The awareness of God’s presence is a lot like a mother holding a baby. Think of a mother who might be wearing some kind of wrap or device in which a baby is held close to the body. As she carries the child through her activities, she may not be actively thinking about her child’s presence, especially as she focuses on what needs to be done. However, she has a general kind of awareness of the child which is in part instinct and also partially the effect of her devotion and love. Thus, intuitively she is aware of where the child is without explicitly thinking about him or her. We can have a similar kind of awareness of God’s presence in our lives throughout our day.
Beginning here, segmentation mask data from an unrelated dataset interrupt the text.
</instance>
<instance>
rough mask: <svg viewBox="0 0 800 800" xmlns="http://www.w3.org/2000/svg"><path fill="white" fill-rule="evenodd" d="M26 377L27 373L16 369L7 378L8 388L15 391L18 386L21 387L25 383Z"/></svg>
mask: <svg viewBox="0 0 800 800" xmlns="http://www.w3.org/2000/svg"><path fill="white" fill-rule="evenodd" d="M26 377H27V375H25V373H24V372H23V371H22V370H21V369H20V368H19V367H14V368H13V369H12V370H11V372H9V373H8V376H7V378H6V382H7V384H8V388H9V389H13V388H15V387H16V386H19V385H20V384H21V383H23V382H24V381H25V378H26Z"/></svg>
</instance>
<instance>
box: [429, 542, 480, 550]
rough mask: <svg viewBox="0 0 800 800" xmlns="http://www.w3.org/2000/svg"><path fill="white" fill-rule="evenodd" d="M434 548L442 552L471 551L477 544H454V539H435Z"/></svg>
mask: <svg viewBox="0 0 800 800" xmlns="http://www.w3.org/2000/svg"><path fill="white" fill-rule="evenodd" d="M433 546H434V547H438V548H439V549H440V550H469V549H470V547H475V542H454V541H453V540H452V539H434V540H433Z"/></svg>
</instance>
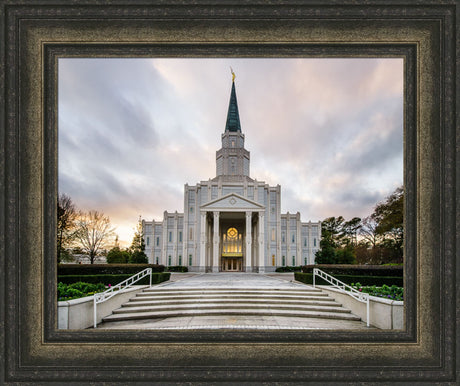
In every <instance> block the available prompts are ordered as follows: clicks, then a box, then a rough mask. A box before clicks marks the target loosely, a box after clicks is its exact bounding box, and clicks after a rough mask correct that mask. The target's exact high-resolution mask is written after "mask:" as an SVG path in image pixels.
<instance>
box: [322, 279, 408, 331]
mask: <svg viewBox="0 0 460 386" xmlns="http://www.w3.org/2000/svg"><path fill="white" fill-rule="evenodd" d="M316 287H317V288H321V290H323V291H324V292H326V293H327V294H328V295H329V296H330V297H332V298H334V299H335V300H336V301H337V302H339V303H341V304H342V305H343V306H344V307H345V308H348V309H350V310H351V312H352V313H353V314H355V315H357V316H359V317H360V318H361V319H362V320H363V321H366V319H367V307H366V303H362V302H360V301H358V300H356V299H355V298H353V297H351V296H350V295H346V294H344V293H342V292H340V291H339V290H338V289H336V288H332V287H331V286H325V285H317V286H316ZM369 324H370V325H372V326H375V327H378V328H382V329H386V330H402V329H403V328H404V302H401V301H397V300H388V299H384V298H379V297H377V296H369Z"/></svg>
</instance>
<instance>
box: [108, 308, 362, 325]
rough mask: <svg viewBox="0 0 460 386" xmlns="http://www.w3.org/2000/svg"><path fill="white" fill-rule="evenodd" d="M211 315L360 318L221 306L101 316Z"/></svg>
mask: <svg viewBox="0 0 460 386" xmlns="http://www.w3.org/2000/svg"><path fill="white" fill-rule="evenodd" d="M212 315H228V316H232V315H256V316H267V315H271V316H287V317H305V318H324V319H341V320H356V321H358V320H361V319H360V318H359V317H358V316H355V315H353V314H351V313H343V312H323V311H299V310H280V309H268V308H265V309H248V308H238V309H232V308H221V309H205V310H200V312H197V311H196V310H179V311H178V310H173V311H161V312H132V313H116V314H112V315H110V316H107V317H105V318H103V322H114V321H122V320H135V319H158V318H172V317H180V316H182V317H183V316H212Z"/></svg>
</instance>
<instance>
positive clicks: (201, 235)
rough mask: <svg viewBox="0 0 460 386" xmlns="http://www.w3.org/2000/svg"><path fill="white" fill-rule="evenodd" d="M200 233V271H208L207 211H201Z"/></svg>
mask: <svg viewBox="0 0 460 386" xmlns="http://www.w3.org/2000/svg"><path fill="white" fill-rule="evenodd" d="M200 226H201V233H200V266H199V268H198V270H199V271H200V272H206V212H201V223H200Z"/></svg>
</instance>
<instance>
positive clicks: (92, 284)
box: [57, 281, 106, 300]
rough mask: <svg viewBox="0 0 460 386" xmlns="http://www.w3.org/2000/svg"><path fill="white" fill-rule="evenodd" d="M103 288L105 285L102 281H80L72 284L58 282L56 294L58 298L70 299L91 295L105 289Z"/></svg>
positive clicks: (63, 299) (80, 297)
mask: <svg viewBox="0 0 460 386" xmlns="http://www.w3.org/2000/svg"><path fill="white" fill-rule="evenodd" d="M105 289H106V288H105V285H104V284H102V283H97V284H91V283H84V282H81V281H80V282H76V283H72V284H65V283H62V282H59V284H58V287H57V295H58V300H71V299H78V298H81V297H84V296H89V295H93V294H94V293H96V292H102V291H105Z"/></svg>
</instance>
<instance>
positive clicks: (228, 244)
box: [222, 227, 243, 256]
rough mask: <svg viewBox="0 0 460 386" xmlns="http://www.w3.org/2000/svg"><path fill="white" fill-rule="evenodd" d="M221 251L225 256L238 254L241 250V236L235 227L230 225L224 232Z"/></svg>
mask: <svg viewBox="0 0 460 386" xmlns="http://www.w3.org/2000/svg"><path fill="white" fill-rule="evenodd" d="M222 252H223V254H224V255H227V256H238V255H241V253H242V252H243V238H242V235H241V234H240V233H238V230H237V229H236V228H234V227H230V228H228V229H227V232H225V233H224V235H223V243H222Z"/></svg>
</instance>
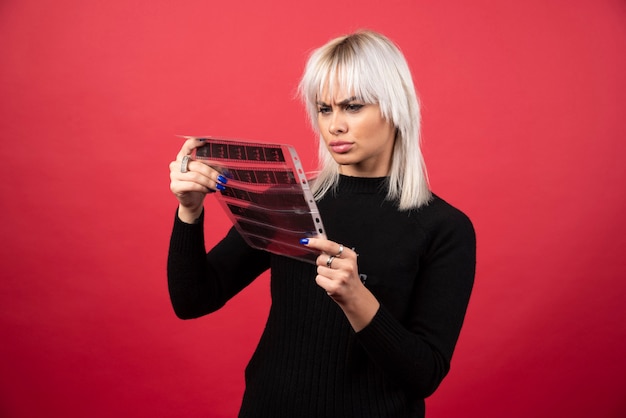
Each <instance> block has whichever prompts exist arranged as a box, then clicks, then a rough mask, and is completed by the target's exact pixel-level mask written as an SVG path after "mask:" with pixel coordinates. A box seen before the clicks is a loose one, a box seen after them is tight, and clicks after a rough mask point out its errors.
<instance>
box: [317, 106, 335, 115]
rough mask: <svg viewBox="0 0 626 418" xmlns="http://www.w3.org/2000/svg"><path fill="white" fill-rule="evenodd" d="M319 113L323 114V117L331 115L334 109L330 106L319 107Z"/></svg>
mask: <svg viewBox="0 0 626 418" xmlns="http://www.w3.org/2000/svg"><path fill="white" fill-rule="evenodd" d="M317 111H318V112H319V113H321V114H322V115H327V114H329V113H331V112H332V111H333V110H332V108H331V107H330V106H319V107H318V108H317Z"/></svg>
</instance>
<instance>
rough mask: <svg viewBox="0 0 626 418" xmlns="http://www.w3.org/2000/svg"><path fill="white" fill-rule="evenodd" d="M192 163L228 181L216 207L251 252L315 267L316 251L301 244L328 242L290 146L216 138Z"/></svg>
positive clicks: (300, 165) (308, 184)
What often keeps us from this awareness is our failure to practice cultivating a life of prayer. The noise and pleasures of this world numb us to God’s presence. We become so filled with the things of this world that we fail to hunger and thirst for something more. Desire is important to cultivating this awareness, and if we do not desire this precious gift, we will probably not receive it. Many of us are simply not looking for anything more than what the world has to offer.
To cultivate a supernatural awareness of God’s presence does not mean that we reject the good things that God has given us. Rather, it means that we learn that created goods are meant to dispose us to receive Divine goods. Food, friendship, prestige, equanimity, health, and the other things of this world can be elevated and transformed in the life of grace. Part of this transformation is learning to be receptive to God in the moment by developing a life of prayer. Through formal prayer, we learn to tune our hearts to God’s presence. Particularly, in adoration we gaze into the mystery of Christ’s Eucharistic body, and we train the heart through faith to look past appearances and see the mystery of God present in the moment.
This practice must also include living a moral life. The interior stillness of communion with God is tied directly to how we relate to the others and to the world. Our life must be in harmony with the precepts given to us by God, not because they represent an arbitrary set of rules, but because they represent a deeper wisdom which leads to authentic human flourishing. God longs for us to be happy, but not simply happy in the sense of the immediate gratification of the senses. True happiness is deeper; it persists in good times and bad.
Like our relationship with our children, we must set time aside to simply be with our Lord. The devotion and love of a mother is a direct result of her gaze upon the child, her loving attention to the child. We must spend time to simply be with the one we love, our Lord Jesus Christ. In this way, our lives become marked not by the drudge of toil and obligation, but the spontaneity of love and devotion.